How to Establish a Basic Planned Giving Program

With all the challenges nonprofits are facing right now, starting a Planned Giving program probably hasn't been high on your list of priorities. But there are some compelling reasons - both demographic and economic - to get started:
  • Estate gifts are a great way to build operating reserves to help your organization manage during these uncertain economic times when annual gifts may fluctuate widely.
  • Baby Boomers and elders provide almost 70% of all money contributed to nonprofits. Many of these folks have already inherited significant wealth and assets from their parents (especially stocks that have appreciated significantly over time) - and many more dollars will change hands again in the next 10-20 years as people from these generations pass away.
  • 7% of all charitable gifts ($22 billion annually) comes from planned giving. 90% of these come from bequests, and bequests are the easiest form of planned gift to understand and promote.
And it doesn't have to be complicated or expensive. Here are some easy ways to start your Planning Giving program:
  • Use your current communications. You already have websites, enewsletters, brochures - use them to let your supporters know about planned giving options.

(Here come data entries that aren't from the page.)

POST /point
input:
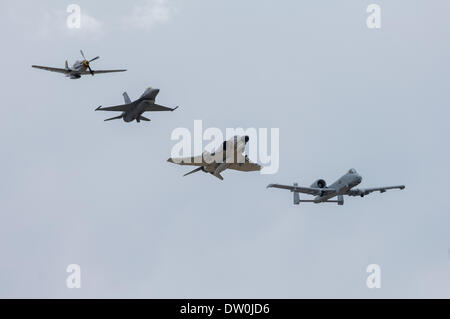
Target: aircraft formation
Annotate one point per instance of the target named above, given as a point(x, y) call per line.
point(230, 155)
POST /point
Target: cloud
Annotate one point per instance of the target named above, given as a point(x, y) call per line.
point(153, 12)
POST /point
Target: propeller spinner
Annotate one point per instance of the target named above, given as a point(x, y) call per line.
point(86, 62)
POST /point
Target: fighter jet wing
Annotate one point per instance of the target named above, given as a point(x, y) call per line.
point(366, 191)
point(101, 71)
point(118, 108)
point(305, 190)
point(191, 161)
point(247, 166)
point(157, 107)
point(46, 68)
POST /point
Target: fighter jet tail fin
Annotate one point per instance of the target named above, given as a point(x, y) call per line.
point(296, 196)
point(126, 98)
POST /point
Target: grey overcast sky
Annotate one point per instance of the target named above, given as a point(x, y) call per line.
point(77, 190)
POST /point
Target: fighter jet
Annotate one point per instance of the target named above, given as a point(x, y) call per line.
point(343, 186)
point(133, 110)
point(78, 69)
point(228, 156)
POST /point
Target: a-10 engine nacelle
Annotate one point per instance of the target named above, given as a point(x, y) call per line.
point(320, 183)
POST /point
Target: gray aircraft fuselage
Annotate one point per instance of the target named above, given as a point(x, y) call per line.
point(147, 98)
point(341, 186)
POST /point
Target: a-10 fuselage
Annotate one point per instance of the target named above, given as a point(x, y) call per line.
point(341, 186)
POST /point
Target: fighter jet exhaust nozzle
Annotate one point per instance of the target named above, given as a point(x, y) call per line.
point(320, 183)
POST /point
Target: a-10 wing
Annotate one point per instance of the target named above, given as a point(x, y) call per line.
point(305, 190)
point(366, 191)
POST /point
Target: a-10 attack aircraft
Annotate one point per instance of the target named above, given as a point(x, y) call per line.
point(343, 186)
point(133, 110)
point(228, 156)
point(78, 69)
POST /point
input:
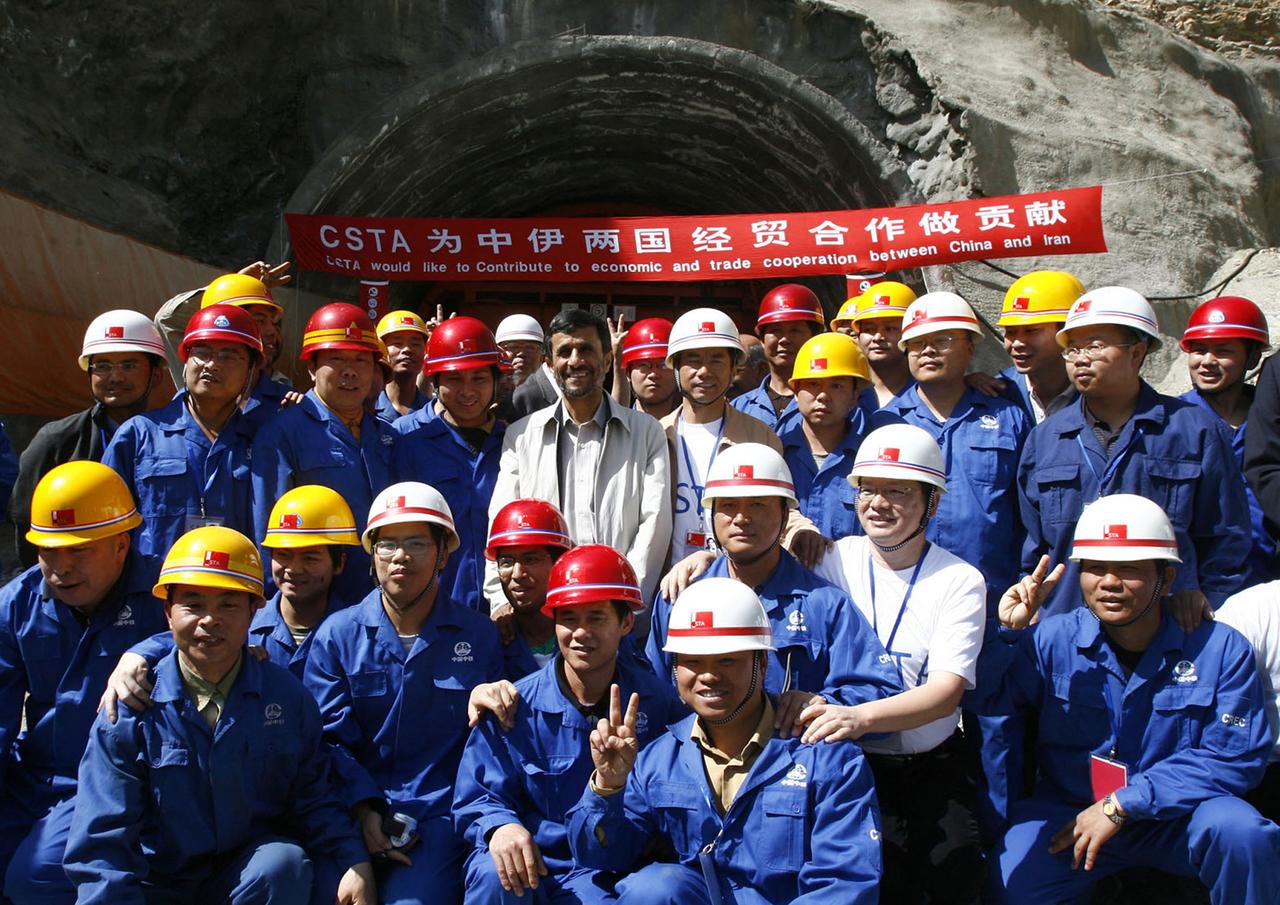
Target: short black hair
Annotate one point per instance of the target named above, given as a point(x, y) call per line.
point(570, 320)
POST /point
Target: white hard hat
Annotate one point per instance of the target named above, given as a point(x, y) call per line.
point(1112, 305)
point(703, 328)
point(717, 616)
point(410, 502)
point(936, 311)
point(900, 451)
point(1124, 528)
point(120, 330)
point(749, 470)
point(519, 327)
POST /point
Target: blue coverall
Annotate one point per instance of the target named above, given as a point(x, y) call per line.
point(397, 725)
point(534, 772)
point(1261, 565)
point(53, 670)
point(1189, 725)
point(178, 478)
point(309, 444)
point(803, 828)
point(1170, 452)
point(823, 643)
point(169, 810)
point(430, 451)
point(826, 497)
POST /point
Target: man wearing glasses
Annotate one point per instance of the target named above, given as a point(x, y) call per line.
point(392, 676)
point(1124, 437)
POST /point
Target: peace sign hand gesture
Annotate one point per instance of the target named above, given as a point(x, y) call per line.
point(615, 744)
point(1019, 607)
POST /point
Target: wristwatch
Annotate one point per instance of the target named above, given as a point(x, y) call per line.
point(1111, 810)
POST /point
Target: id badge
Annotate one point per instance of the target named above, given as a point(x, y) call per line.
point(195, 521)
point(1106, 776)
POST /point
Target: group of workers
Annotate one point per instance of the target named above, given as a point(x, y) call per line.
point(796, 616)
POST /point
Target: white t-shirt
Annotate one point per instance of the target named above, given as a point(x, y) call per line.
point(941, 630)
point(695, 446)
point(1255, 612)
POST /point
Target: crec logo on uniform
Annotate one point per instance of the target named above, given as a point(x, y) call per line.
point(216, 560)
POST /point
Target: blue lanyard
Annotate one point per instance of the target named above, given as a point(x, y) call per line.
point(689, 461)
point(901, 609)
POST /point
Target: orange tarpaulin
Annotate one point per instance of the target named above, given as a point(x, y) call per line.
point(56, 274)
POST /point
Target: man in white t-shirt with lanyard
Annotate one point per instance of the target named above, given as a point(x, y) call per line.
point(703, 351)
point(928, 609)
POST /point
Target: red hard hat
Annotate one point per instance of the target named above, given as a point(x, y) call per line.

  • Borrow language from other organizations. The basics about ways to make planned gifts are universal.
  • Focus on simple options. Cash bequests, IRA and life insurance beneficiary designations, and gifts of appreciated stock are easy to understand and require minimal, if any, legal advice. But do look for a volunteer with financial expertise who would be willing to talk to donors and provide detailed information if necessary.
  • Open a brokerage account so you can accept gifts of stock. This is essential whether for bequests or for annual donations.
  • Develop a gift acceptance policy: Actually, IRS Form 990 specifically asks if your agency has a policy to review any "non-standards gifts", so it's prudent to have one in place. You don't need to make it up from scratch. For some good sample policies, go to:
  • Ask your current and former leaders (board members, key staff, key volunteers) to make a commitment. This is an easy way to start developing a list of committed planned givers.
  • Set up a planned giving society. Give it a catchy title and list the names of folks who have arranged for planned gifts (with their permission, of course). It's an easy marketing tool that allows your nonprofit to recognize and thank donors while they're still alive as well as encourage others to join them in making a commitment.
There's no instant gratification in a planned giving program, but taking these easy basic steps now has the potential to provide substantial unrestricted support for your organization in the future.